The possibilities are aplenty but not without limits, of course.

Suffice to say, the Mustang Mach-E is one of the, if not the, most controversial cars that were introduced in 2019. It's an electric vehicle and an SUV with a Mustang badge – semantics that didn't sit well with a number of Ford patrons and certainly not among the pony car's fans.

But if you're among those who accepted the idea of an electric Mustang crossover, you'd be glad to know that there's a possibility of a faster, more powerful Mach-E, possibly even exceeding what the Mustang Mach-E GT Performance Edition offers.

This is according to Jason Castriota, Ford's global brand director for battery vehicles, in his interview with Road & Track while discussing the reasons behind the name.

"You can imagine that we can hopefully develop the Mustang Mach-E into greater performance versions," Castriota said in the R&T interview. "Hopefully" was the keyword, but we'll take that as a hint.

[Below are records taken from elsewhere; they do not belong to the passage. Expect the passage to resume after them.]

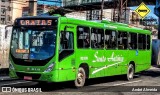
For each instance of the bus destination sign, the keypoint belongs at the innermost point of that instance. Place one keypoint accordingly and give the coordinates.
(35, 22)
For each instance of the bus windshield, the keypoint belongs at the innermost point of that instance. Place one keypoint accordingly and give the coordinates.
(35, 44)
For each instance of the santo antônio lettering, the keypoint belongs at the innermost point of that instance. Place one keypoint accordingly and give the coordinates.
(142, 10)
(35, 22)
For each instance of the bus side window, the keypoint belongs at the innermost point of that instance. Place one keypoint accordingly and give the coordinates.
(110, 39)
(132, 41)
(83, 37)
(141, 41)
(148, 42)
(66, 40)
(97, 38)
(122, 40)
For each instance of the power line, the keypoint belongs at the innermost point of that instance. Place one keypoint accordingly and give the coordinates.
(57, 1)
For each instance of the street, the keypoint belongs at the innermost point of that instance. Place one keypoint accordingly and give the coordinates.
(116, 85)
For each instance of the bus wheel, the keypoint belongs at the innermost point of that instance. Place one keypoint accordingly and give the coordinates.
(81, 77)
(130, 72)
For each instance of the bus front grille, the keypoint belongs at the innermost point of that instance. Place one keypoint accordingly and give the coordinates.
(34, 76)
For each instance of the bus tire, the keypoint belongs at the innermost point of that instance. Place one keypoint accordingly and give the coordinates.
(130, 72)
(80, 77)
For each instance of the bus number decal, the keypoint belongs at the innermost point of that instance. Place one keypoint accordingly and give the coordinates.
(117, 59)
(84, 58)
(113, 58)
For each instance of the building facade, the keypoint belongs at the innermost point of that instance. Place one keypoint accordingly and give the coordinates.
(5, 12)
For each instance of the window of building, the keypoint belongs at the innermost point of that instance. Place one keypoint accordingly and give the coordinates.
(97, 38)
(83, 37)
(110, 39)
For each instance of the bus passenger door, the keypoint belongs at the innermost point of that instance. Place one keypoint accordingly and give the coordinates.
(66, 56)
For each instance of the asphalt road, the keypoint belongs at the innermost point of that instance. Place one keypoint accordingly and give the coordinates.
(145, 83)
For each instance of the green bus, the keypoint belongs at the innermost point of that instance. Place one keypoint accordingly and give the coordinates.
(57, 49)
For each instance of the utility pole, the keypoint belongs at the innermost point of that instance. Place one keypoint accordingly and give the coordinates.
(102, 5)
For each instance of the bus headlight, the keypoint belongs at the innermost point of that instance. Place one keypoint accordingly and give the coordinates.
(50, 67)
(11, 66)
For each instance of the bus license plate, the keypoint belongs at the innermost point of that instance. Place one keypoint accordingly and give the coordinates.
(27, 78)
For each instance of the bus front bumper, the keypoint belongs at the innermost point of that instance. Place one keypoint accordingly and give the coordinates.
(35, 76)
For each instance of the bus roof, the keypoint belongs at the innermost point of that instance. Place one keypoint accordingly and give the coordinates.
(105, 25)
(98, 24)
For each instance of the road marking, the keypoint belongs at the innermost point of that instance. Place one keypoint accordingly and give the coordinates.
(15, 83)
(127, 83)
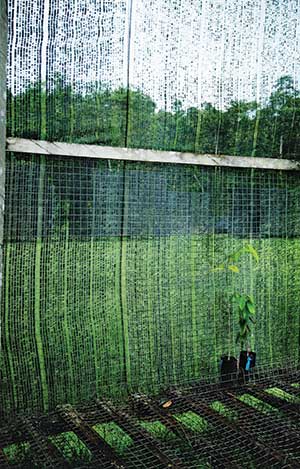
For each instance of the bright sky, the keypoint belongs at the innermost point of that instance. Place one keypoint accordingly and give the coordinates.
(193, 50)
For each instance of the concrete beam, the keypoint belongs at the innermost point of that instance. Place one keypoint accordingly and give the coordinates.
(3, 54)
(40, 147)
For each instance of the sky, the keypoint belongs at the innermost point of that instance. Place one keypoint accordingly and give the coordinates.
(194, 51)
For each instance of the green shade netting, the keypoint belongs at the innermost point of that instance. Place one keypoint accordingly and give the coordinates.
(108, 274)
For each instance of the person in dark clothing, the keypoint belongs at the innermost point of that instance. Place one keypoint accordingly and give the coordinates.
(247, 363)
(229, 369)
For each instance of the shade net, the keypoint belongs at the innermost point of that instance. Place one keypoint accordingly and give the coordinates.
(189, 75)
(109, 279)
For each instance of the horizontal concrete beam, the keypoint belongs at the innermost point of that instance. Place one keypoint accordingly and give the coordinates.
(40, 147)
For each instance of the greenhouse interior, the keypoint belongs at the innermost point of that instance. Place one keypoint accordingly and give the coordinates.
(150, 234)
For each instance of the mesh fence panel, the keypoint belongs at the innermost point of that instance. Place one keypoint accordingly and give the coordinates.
(109, 281)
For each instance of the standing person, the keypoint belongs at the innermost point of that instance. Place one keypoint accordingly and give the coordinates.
(247, 363)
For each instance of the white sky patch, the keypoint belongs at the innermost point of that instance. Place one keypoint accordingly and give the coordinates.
(194, 51)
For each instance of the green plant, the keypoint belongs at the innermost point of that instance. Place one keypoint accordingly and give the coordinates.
(243, 301)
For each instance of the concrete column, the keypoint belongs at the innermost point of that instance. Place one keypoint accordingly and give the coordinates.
(3, 52)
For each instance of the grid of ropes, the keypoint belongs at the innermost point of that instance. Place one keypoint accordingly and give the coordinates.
(196, 426)
(108, 274)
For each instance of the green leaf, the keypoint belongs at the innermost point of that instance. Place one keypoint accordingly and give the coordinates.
(242, 302)
(249, 248)
(218, 268)
(251, 307)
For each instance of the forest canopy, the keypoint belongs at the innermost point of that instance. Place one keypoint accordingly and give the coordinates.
(126, 117)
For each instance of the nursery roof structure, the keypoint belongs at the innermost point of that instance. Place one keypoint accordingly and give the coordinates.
(147, 141)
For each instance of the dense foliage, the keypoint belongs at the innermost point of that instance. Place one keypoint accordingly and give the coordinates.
(130, 118)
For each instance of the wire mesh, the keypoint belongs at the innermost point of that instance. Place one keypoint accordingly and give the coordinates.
(109, 275)
(207, 426)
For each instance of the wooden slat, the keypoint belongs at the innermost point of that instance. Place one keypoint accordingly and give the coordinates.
(40, 147)
(200, 444)
(237, 429)
(138, 434)
(45, 453)
(97, 445)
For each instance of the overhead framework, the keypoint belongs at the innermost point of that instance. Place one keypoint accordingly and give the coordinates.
(41, 147)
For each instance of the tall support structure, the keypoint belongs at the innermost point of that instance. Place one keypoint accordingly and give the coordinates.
(3, 50)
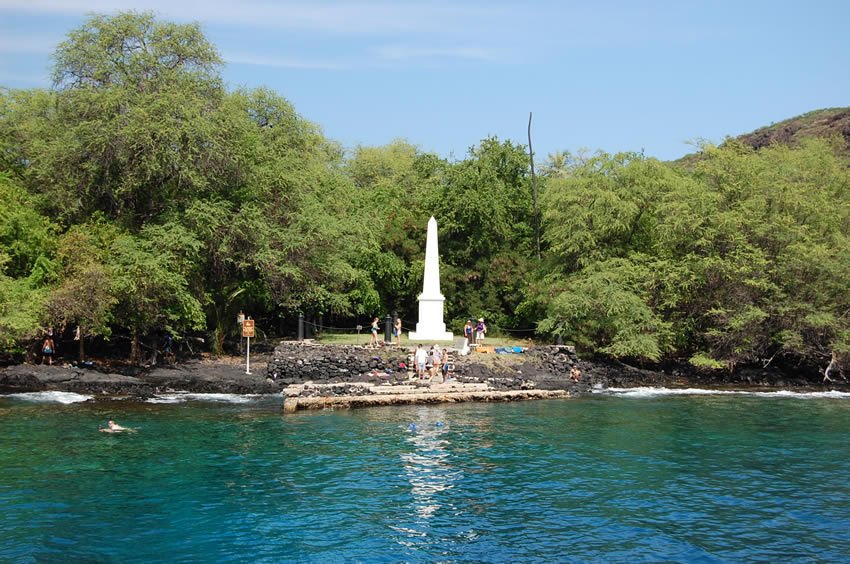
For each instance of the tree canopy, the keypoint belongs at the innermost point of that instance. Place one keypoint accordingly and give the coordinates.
(140, 196)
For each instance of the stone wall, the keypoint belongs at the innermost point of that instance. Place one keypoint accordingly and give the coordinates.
(545, 368)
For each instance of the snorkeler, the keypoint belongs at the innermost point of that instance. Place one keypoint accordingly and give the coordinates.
(113, 427)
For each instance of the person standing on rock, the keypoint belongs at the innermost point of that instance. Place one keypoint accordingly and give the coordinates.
(480, 331)
(397, 331)
(467, 332)
(575, 373)
(420, 358)
(48, 349)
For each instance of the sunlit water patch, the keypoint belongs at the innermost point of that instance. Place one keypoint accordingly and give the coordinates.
(711, 478)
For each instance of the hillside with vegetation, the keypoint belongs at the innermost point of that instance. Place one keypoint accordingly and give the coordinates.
(831, 123)
(139, 196)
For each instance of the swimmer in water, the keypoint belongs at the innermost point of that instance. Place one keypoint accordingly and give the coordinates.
(113, 427)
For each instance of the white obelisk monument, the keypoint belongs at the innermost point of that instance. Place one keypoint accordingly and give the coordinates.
(430, 326)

Castriota ended the interview by sharing Ford's intention to take advantage of its best-known brand names in the name of electrification. In short, take the Mustang name further and make electrified versions that speak of performance. Don't fret, though, as he put his foot down and said that there won't be a Mustang pickup truck nor a commercial van. Good.

Mustang Mach-E coming to Europe:

To put things in context, the Mustang Mach-E GT Performance Edition makes 480 bhp – as with the regular GT – but torque is at 634 lb-ft, rather than the usual 600 lb-ft. This allows the Performance Edition to sprint from standstill to 60 miles per hour in just 3.5 seconds.

This, of course, is at the expense of a shorter EPA-estimated range, down to 235 miles from the GT's 250 miles. If or when the more powerful Mach-E comes, expect an even shorter range – just like you do in a performance version of a vehicle with a conventional internal combustion engine.